競技を終えたアオイが、黒ヘルメットの男に小突かれながら、自転車を壁に立てかけている。その様子を、重信は悶々とした気持ちで見つめていた。

「アオイー!」
 永遠子が大声で名を呼びながらアオイに手を振ると、アオイの方もそれに気がつき、右手を挙げて合図する。すると、にわかに黒ヘルメットの男もチラリととこちらに視線をやった気がした。
「おーっ、見たか、アオイ様の必殺大ジャンプ!」
 アオイが満面の笑みを浮かべ、こちらの応援席の方に駆け寄って来る。
「すっごく格好良かったよー! 永遠子、アオイのこと惚れ直しちゃった!」
 永遠子がアオイの腕に自らの腕を絡みつけながら、そんなあからさまなことを口にする。
 が、言われたアオイ本人は、あまり気にした様子でもなく、すらりと受け流している。
「うんうん、アオイちゃんめっちゃ格好良かった!」
「だよな、だよな! 俺も本気でびっくりしちゃったよ」
 なんて、美雪と恵太は興奮気味に頷き合っている。
 一方、重信は何気ない永遠子の”惚れ直した”発言にやたらドキドキしているのだった。
(ほ、惚れ直した……?? つまり、永遠子ちゃんはアオイに猛アタックかけてるってことだよな……?)
 重信が一人でぐるぐると考えて込んでいると、
「おい、ハギの感想は?」
 競技を終えて戻ってきたアオイに、未だ何も声を掛けていない重信に対して、不満あり気な顔をして、アオイが重信を見上げてきた。きっと、友だちとして来て欲しかった重信には、何らかの反応を示して欲しかったのだろう。
「あー、えっと」
 けれどこの通り、重信はかなりの口下手な上、表現下手。表情の変化も微弱な為、顔から気持ちを読みとるのも至難の業である。
「お疲れさん。アオイは、空飛べたんだな」
 実際口から出てきた言葉は、こんな訳のわからないものだけ。本当は、こんなことを言いたかった訳ではなく、言葉にしきれない感動を、思いきりアオイに伝えたかったのに。
「はあ?」
 あまりに真面目な顔をしてそんなことを言うもんだから、アオイは呆れたような声を出した。

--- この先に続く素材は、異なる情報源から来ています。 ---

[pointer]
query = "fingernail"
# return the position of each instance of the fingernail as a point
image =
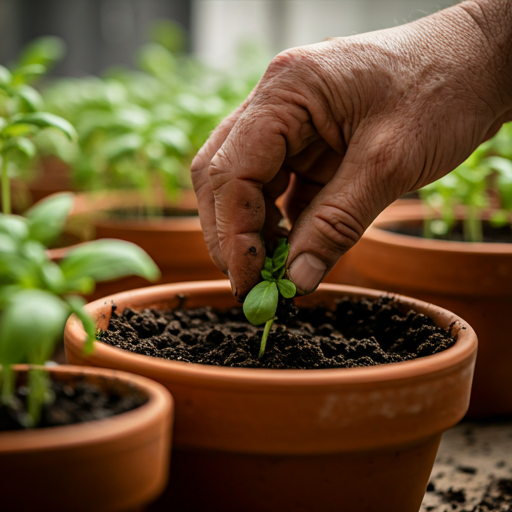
(306, 272)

「んだよ、意味わかんね。もっと何かあんだろ? アオイ、感動したぜ! みたいによー。ったく」
 ヘルメットを外しながら、アオイは肩を竦める。

「じゃなくて。最後のジャンプ…、アオイが鳥になったみたいだった」
 なんとかアオイに今の自分の感動を伝えようと、必死に考えた重信が最後に付け足した言葉が、これだった。

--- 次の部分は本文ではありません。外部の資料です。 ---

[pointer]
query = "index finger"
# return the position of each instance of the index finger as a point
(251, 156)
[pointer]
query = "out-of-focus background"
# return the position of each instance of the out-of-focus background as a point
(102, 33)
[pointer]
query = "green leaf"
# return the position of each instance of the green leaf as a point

 が、それを耳にした途端、一気にアオイの顔がぼっと赤くなった。
「ハギ、てめぇ。不意打ちでそんなハズいこと言ってんじゃねえぞ。こら」
 すぐ隣で、美雪と恵太が互いに顔を見合わせ、意味深な笑みを浮かべている。一方で永遠子が物凄い目つきで重信を睨んでいた。更に言えば、黒ヘルメットの男もなぜか品定めでもするかのように、重信を見つめているのだった……。

「あー、喉渇いた! ちょっち水分摂ってくるわ」
 そんなことに気づいていないアオイは、小走りで出さっさとどこかへ駆けて行ってしまった。
あっ、アオイ待ってよ!」
 すかさずその後を追いかけていく永遠子。
 やっと永遠子が傍から離れていってくれたことで、やっと一息ついた重信は、彼女の後ろ姿を見つめながら、ほんの少し状況を飲み込みつつあった。
 どうやら、永遠子とアオイの気持ちの面では大きなすれ違いがあることに気がついたのだ。
(永遠子ちゃんはアオイが好きだけど、アオイは永遠子ちゃんを友だちとしか見てないって訳か)
 そう考えると、永遠子が重信に対して対抗意識を燃やしていることも理解できる。
 どちらにしろ、アオイは相当鈍感な種類の人間らしい。あれだけあからさまな永遠子のアプローチにも、全く気付いていないと見える。
 そんなこんなで、重信はちょっとほっとしつつも、決して安心はできそうになかった。何より、永遠子はアオイに対して本気のようだし、その永遠子に重信が”ゲイ”だということが知られてしまったとなれば、重信にとってかなり分が悪い。